Coming in more or less at the intersection of jazz and soul, New York-based Lael Summer made her full-length debut in January with the album called “Burden To Bear,” which served as an extension of an four-song EP she previously released – all of these, including a remake of the Hall and Oates composition Do What You Want, Be What You Are are reprised on “Burden.” The other three previously released songs are I Need A Man, which opens the album, Kiss and Tell, and closing song The Good Fight.
For a first effort from a fairly young singer, it comes in as polished beyond her experience and years. She definitely sounds a little older and wiser than a college senior in her early twenties. “Burden to Bear” is an appropriate title for a compilation which lyrically details the life of a modern young woman – as she describes the songwriting process, “I picked through my thoughts, my dreams, my nightmares, conversations, observations and memories and used the fragments of my life to piece together something I could share with others.”
The diverse range of songs on the album make for interesting listening, but can be jarring at times. The ballad Make You Whole, for example, comes immediately after the anger and bitterness expressed in You’re So Small. The latter song is perhaps the effort at “street cred” with the occasional f-bomb dropped in the chorus, a touch I found unnecessary. Leave the profanity for the rappers. This unevenness is more prevalent among the first tracks: the opener I Need A Man is more funky than the harmony-driven Too Much, while the peppy It’s About Soul comes after the ballad, only to be followed by a jazzy number called In Time. It’s About Soul is a rather anthemic song telling people it’s not about appearances, but about what’s inside.
That can also be said about the album’s back half, which to me has a much better flow. Beginning with track 7, Kiss and Tell, extending through the Hall and Oates cover, and pushing through the tracks What Do I Know (About Love), Look Around, and Unconditionally, the CD is a good definition of accessible adult contemporary music, hitting on all the right keys. The Good Fight, which was a song carried over from the EP, ends the album on a positive, hopeful note. What Do I Know may be the most pop-accessible song; to me even more so than the cover of Do What You Want.

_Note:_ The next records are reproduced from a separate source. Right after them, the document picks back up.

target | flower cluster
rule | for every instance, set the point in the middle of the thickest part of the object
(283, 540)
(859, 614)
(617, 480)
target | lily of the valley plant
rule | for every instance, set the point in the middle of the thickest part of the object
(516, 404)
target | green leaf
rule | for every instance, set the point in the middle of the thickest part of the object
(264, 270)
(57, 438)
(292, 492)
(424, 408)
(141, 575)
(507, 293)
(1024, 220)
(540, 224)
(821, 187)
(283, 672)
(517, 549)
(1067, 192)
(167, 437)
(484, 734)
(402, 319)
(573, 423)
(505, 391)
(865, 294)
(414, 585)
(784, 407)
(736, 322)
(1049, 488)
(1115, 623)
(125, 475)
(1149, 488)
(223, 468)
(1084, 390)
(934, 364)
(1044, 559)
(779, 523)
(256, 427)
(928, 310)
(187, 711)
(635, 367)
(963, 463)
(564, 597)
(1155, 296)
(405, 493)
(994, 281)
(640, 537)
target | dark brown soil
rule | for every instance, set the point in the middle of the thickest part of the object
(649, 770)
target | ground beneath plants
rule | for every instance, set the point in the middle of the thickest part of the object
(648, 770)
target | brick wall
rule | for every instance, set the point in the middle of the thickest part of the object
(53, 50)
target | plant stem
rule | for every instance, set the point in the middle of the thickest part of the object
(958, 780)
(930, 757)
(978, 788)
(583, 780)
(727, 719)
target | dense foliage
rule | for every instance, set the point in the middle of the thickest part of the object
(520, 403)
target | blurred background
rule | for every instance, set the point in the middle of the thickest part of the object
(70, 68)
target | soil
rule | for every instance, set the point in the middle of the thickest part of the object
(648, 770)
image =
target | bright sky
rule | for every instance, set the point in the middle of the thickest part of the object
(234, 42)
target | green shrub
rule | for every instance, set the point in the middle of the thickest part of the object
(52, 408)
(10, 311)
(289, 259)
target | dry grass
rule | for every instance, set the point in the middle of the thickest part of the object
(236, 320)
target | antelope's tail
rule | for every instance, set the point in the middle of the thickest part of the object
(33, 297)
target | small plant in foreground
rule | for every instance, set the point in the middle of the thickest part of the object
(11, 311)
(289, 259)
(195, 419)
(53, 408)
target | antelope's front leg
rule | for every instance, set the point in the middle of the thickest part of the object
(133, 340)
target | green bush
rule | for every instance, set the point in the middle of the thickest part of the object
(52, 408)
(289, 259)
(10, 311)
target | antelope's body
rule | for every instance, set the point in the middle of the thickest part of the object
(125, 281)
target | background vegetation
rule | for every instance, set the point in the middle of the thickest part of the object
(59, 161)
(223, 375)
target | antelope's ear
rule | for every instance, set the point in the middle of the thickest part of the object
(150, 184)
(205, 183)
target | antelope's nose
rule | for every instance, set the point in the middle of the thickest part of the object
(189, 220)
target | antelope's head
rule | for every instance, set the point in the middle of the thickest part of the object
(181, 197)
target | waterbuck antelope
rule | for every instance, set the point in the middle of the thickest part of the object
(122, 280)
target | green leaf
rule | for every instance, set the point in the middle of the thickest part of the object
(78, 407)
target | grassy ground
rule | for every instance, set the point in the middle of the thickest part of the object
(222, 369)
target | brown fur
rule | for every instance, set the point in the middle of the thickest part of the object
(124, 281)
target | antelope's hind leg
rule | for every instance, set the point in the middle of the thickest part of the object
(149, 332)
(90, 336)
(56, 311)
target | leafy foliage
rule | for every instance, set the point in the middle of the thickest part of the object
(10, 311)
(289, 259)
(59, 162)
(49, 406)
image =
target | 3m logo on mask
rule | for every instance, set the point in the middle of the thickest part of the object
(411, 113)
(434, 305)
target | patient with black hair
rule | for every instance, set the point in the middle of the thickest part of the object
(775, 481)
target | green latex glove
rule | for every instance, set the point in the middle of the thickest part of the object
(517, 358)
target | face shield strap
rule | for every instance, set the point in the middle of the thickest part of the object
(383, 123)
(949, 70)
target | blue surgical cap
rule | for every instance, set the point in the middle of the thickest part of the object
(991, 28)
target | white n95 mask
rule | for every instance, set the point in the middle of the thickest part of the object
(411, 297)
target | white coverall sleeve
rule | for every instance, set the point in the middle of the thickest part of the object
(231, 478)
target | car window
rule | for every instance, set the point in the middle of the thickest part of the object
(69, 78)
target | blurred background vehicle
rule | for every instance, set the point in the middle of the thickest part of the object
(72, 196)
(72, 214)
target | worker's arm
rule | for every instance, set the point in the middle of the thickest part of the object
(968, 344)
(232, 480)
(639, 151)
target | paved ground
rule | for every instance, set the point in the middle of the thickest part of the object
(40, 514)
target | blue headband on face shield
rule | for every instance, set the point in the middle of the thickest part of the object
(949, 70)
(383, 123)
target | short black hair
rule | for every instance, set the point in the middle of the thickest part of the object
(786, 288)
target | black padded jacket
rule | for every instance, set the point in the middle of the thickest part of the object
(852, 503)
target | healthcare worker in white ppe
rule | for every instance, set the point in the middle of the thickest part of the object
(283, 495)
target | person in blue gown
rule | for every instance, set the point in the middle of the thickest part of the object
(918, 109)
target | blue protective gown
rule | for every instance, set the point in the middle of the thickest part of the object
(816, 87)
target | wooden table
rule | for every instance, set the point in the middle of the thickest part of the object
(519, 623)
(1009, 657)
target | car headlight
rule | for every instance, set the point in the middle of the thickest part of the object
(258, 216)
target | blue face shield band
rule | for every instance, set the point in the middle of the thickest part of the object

With the influence of co-songwriter Tomas Doncker, the “sultry singer-songwriter” Summer has succeeded rather well in crafting the eleven songs she and her guitarist co-writer into a solid debut release. Doncker also co-produced the album with fellow contributing guitarist James Dellatacoma – no small feat given the dozen-plus musicians who contributed on the various tracks and instruments.
Having set herself up in a number of different musical camps, rather than taking one genre and mining it to exhaustion, Lael has the freedom to select a musical direction or continue to explore. If you’re into the musical genres which could be considered under the umbrella of adult contemporary music, I encourage you not to take my word for it, but listen for yourself.
While Lael hasn’t set up any dates to back up her release just yet, she is making the stage as part of a compilation called the True Groove All-Stars, a stable of artists from her True Groove label. Getting out and polishing her live performances would be the logical next step in her musical progression, and it will be interesting to see if she can be wise beyond her years in that regard.